Working to Improve Wildlife Legislation
The RSF works regularly policy with makers in Washington D.C. to help shape the course of wildlife legislation and conservation policies. The RSF has met with ambassadors and dignitaries from around the world, illustrated the importance of wildlife ambassadors to legislators and even testified before a Congressional subcomittee about the virtues of the Multi-National Species Semi-Postal Stamp Act which has now raised millions of dollars for wildlife conservation.
The Institute for Greatly Endangered and Rare Species (T.I.G.E.R.S.) is a unique fifty-acre wildlife preserve in Myrtle Beach, South Carolina. Founded in 1982, the Preserve and its Satellite Preservation Stations have received upwards of forty million guest who have had the unique and transformative experience of up-close encounters with some of the world’s most beautiful and endangered animals.
The Preserve houses more than 100 rare and endangered animals and is, in the words of one guest,
a zoo times a zillion(Charlotte Observer).
Participants in daily tours are inspired by the opportunity to caress the soft fur of a lynx, smell the sweet aroma of a binturong, and witness the heart-pounding chase of tigers running at 45 miles per hour.
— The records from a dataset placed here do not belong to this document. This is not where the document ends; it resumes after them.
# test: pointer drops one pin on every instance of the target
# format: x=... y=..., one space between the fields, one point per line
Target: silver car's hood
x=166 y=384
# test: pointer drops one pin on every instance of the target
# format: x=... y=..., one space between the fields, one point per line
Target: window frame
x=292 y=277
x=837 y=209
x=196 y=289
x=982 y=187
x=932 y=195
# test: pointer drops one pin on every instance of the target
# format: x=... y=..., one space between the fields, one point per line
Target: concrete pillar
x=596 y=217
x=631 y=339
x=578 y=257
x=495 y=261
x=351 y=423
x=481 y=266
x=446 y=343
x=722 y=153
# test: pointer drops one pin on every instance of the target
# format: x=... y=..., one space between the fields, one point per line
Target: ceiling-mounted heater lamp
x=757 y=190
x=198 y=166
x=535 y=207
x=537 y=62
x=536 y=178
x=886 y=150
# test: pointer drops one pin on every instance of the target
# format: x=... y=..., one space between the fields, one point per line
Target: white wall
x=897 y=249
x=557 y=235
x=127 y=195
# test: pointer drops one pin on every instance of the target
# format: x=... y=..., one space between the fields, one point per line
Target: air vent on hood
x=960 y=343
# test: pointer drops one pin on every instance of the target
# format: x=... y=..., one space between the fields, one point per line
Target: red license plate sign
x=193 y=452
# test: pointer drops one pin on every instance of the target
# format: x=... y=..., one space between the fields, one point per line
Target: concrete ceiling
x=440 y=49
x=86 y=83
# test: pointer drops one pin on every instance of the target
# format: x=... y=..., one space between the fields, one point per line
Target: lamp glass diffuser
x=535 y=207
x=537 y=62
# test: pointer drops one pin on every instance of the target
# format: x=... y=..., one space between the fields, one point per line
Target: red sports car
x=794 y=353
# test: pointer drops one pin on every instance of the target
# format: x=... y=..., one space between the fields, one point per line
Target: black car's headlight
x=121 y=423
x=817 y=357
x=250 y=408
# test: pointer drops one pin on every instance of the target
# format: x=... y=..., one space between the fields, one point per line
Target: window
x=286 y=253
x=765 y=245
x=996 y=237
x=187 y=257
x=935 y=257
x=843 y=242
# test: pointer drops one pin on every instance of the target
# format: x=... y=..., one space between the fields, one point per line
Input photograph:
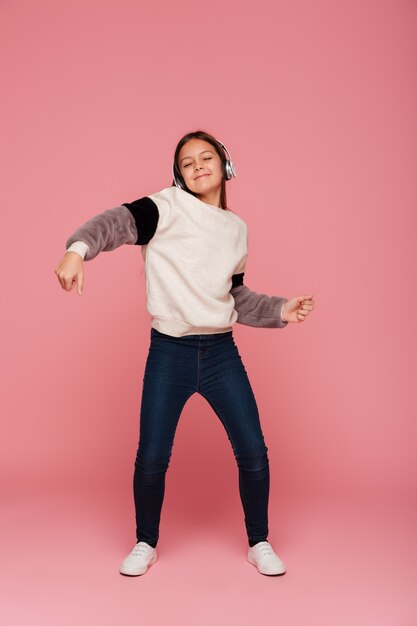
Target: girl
x=194 y=250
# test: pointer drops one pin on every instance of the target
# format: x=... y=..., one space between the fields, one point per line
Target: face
x=200 y=167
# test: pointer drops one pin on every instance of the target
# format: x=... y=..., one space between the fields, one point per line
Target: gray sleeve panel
x=106 y=231
x=258 y=309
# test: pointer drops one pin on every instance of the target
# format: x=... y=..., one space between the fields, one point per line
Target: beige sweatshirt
x=195 y=257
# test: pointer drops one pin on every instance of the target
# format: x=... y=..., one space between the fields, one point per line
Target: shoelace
x=139 y=550
x=266 y=548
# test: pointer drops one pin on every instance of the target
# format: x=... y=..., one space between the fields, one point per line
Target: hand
x=70 y=272
x=296 y=309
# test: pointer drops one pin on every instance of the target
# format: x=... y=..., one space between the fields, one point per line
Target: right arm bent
x=129 y=223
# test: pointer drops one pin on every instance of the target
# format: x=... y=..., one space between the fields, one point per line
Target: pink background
x=316 y=102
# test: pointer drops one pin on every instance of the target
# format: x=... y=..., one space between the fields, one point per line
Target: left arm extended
x=256 y=309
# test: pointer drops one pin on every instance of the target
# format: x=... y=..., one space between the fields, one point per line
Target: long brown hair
x=201 y=134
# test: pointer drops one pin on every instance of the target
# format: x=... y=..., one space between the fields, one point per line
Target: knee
x=255 y=463
x=151 y=466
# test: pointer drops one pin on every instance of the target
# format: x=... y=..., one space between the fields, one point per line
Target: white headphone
x=228 y=166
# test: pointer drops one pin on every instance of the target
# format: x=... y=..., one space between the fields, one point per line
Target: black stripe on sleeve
x=237 y=279
x=146 y=215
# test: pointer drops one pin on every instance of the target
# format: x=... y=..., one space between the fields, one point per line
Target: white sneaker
x=139 y=559
x=262 y=555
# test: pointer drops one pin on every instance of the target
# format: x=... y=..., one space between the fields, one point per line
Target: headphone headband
x=229 y=168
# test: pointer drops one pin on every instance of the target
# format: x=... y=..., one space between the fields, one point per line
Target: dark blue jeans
x=176 y=368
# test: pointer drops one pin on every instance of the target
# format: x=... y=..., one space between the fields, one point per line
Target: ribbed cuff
x=80 y=247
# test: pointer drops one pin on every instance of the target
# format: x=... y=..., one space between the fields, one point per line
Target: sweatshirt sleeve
x=130 y=223
x=256 y=309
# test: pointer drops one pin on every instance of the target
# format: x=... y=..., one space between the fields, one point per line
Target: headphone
x=229 y=169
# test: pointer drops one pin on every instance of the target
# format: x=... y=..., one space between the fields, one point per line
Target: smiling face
x=201 y=168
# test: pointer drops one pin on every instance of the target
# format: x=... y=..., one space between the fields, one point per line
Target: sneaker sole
x=278 y=572
x=127 y=572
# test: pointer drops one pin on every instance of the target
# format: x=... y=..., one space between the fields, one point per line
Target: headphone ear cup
x=228 y=170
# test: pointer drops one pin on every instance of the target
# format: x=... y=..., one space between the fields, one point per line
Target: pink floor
x=349 y=562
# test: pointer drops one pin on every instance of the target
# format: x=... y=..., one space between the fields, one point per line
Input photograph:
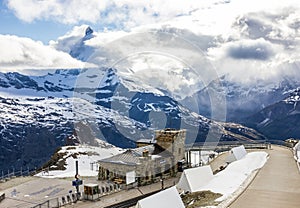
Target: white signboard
x=130 y=177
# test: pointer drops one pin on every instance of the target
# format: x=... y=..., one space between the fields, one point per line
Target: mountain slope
x=36 y=118
x=279 y=120
x=241 y=100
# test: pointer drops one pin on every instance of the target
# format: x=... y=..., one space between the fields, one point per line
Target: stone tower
x=173 y=141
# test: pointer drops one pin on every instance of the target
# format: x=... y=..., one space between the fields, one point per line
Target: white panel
x=130 y=177
x=168 y=198
x=239 y=152
x=194 y=178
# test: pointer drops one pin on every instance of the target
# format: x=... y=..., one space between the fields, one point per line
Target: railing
x=6 y=175
x=227 y=145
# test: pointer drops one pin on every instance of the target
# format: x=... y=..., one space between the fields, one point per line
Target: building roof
x=130 y=156
x=146 y=141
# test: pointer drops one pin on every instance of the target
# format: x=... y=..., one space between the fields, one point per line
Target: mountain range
x=121 y=105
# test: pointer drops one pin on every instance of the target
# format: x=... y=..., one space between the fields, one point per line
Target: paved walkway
x=276 y=185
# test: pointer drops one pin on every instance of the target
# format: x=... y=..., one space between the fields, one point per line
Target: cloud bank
x=23 y=53
x=245 y=40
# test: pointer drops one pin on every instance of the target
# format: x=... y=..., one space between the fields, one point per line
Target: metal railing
x=227 y=145
x=6 y=175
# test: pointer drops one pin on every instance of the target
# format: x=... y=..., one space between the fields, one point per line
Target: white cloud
x=250 y=39
x=23 y=53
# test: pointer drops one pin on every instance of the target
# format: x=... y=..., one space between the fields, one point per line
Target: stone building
x=149 y=162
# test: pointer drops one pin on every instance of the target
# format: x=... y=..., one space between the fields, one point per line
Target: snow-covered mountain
x=241 y=100
x=279 y=120
x=38 y=113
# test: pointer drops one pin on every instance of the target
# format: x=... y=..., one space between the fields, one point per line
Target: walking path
x=276 y=185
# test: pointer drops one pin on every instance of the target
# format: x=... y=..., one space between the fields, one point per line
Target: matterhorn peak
x=88 y=31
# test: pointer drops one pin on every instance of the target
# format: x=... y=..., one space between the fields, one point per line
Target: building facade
x=149 y=162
During these encounters guest connect with wildlife in a manner not available at any other facility.
Many have become active in conservation efforts as a result of these experiences. They leave with images that only a few privileged photographers and explorers on safari have captured after years of travel: a tiger or cheetah running at full speed or swimming across a clear pool, great apes sliding through a jungle canopy, an elephant just a breath away.
Each year revenues generated by the Preserve have gone to Rare Species Fund approved wildlife programs around the world.
At Jungle Island, Miami’s premiere family attraction, RSF has built a state-of-the-art home for some of the world’s rarest animals: a white lion, two royal white tigers, and two snow tigers. Throughout the year, other big cats make their appearance including black panthers, lynx, spotted leopards, cougars, and the world’s biggest cat: the liger. Guests enjoy up-close encounters with other rare animals including orangutans, chimpanzees, binturongs, gibbons, and capuchin monkeys.
Tale of the Tiger
For the past thirty years, the RSF program
Tale of the Tiger in Carver Massachusetts, has entertained and educated millions of visitors. A favorite among the many rare animals is Hercules the liger: 900 pounds, 12 feet tall, and holder of the Guinness Book of World Records as Earth’s biggest cat. The offspring of a male lion and a female tiger, Hercules is the result of a phenomenon known as hybrid vigor. When
two species mate, explains Bhagavan Antle,
the offspring gains the best qualities of both parents.
Small Wild Cat Conservation Foundation
The RSF has been working heavily with the Small Wild Cat Conservation Foundation and its founder Dr. Jim Sanderson. Funding from the RSF, along with direct participation, is helping the SWCCF to save the smaller species of wild felines, most of which are often overlooked by the conservation community. The RSF is currently one of the single largest financial supporters of the work being done by SWCCF.
Elephants of Africa Rescue Society
RSF is a supporter of Elephants of Africa Rescue Society (EARS), a non-profit organization that protects safe habitats for wild African animals and their captive cousins. EARS elephants participate in noninvasive studies that expand the elephant population database and improve captive breeding of this beloved and greatly endangered species.